Wzywając do "długich walk", były przywódca Libii stwierdził, że rebelianci są podzieleni.
Rebelianci tymczasem twierdzą, że wiedzą, gdzie ukrywa się Kadafi.
- Muammar Kadafi przebywa prawdopodobnie w mieście Bani Walid, ok. 150 km na południowy wschód od Trypolisu - poinformował jeden z najważniejszych powstańczych dowódców.

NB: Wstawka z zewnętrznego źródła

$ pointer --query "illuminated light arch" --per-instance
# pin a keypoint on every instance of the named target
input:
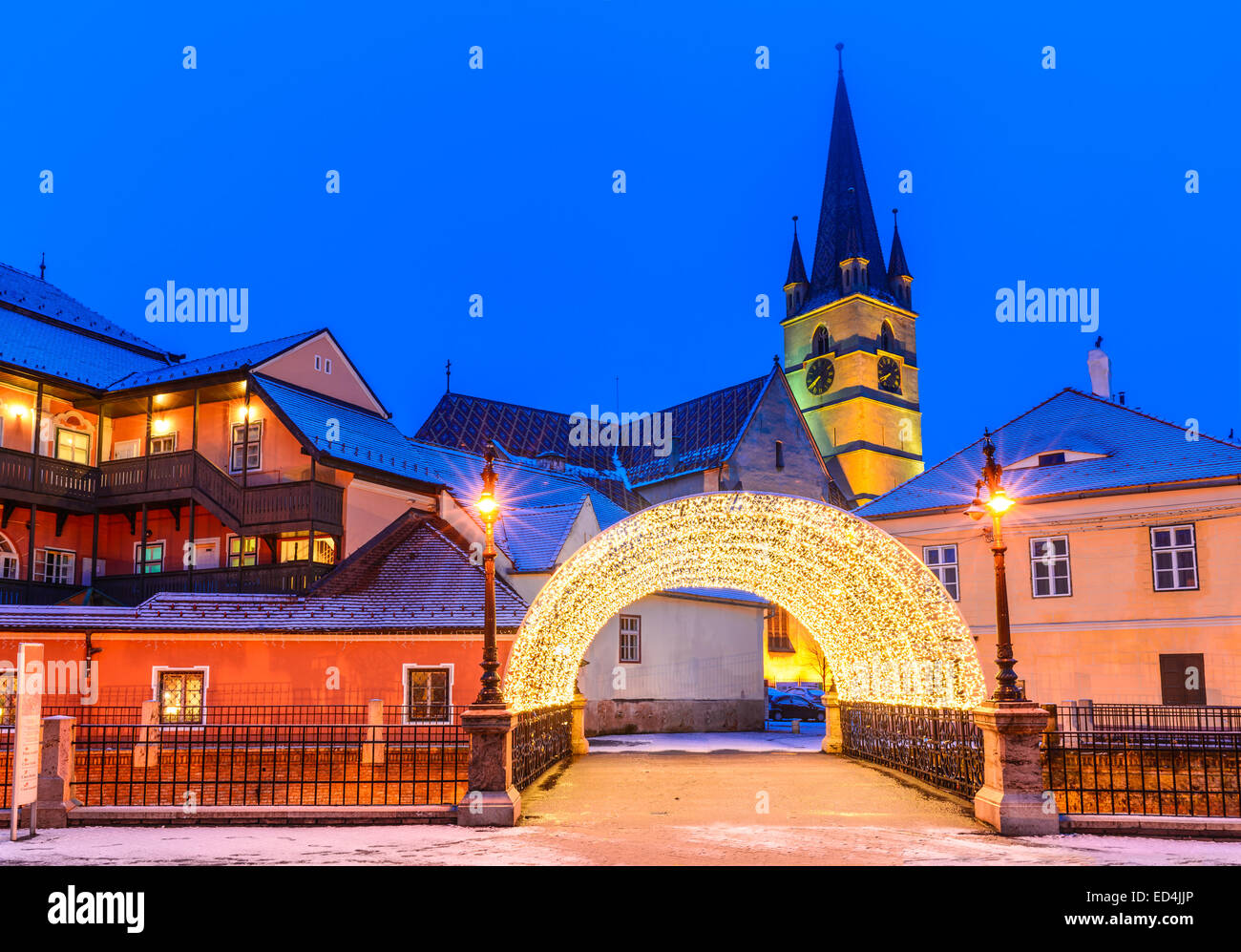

Koordynator operacji wojskowych w Trypolisie Abdel Madżid Mlegta powiedział agencji Reutera, że według "zaufanego informatora" Kadafi udał się do Bani Walid z synem Saifem al-Islamem i szefem wywiadu Abdullahem al-Senussim. Miało to nastąpić trzy dni po upadku Trypolisu, który powstańcy zajęli na początku ubiegłego tygodnia.
Mlegta dodał, że powstańcy kontaktowali się z władzami Bani Walid, aby te aresztowały Kadafiego i przekazały tymczasowym władzom. Do tej pory nie doczekali się jednak odpowiedzi. - Oceniamy nasze położenie - wskazał dowódca powstańców.
czytaj dalej
Dodał, że w Bani Walid z Kadafim przebywa jego koordynator ds. plemion. Bani Walid jest bastionem największego libijskiego plemienia - Warfalla, którego wielu członków poparło powstańców w walce z Kadafim. Z tego powodu operacja militarna w tym mieście jest "wykluczona" - tłumaczył Mlegta.
- Nie możemy zaatakować tego plemienia, ponieważ wielu naszych towarzyszy w Bengazi i Zintanie wywodzi się z Bani Walid - mówił.
Przedstawiciele Narodowej Rady Libijskiej ogłaszali na początku tego tygodnia, że powstańcy znajdują się ok. 30 km od Bani Walid. Rebelianci dali zwolennikom czas do soboty na złożenie broni, m.in. w Syrcie, rodzinnym mieście dyktatora.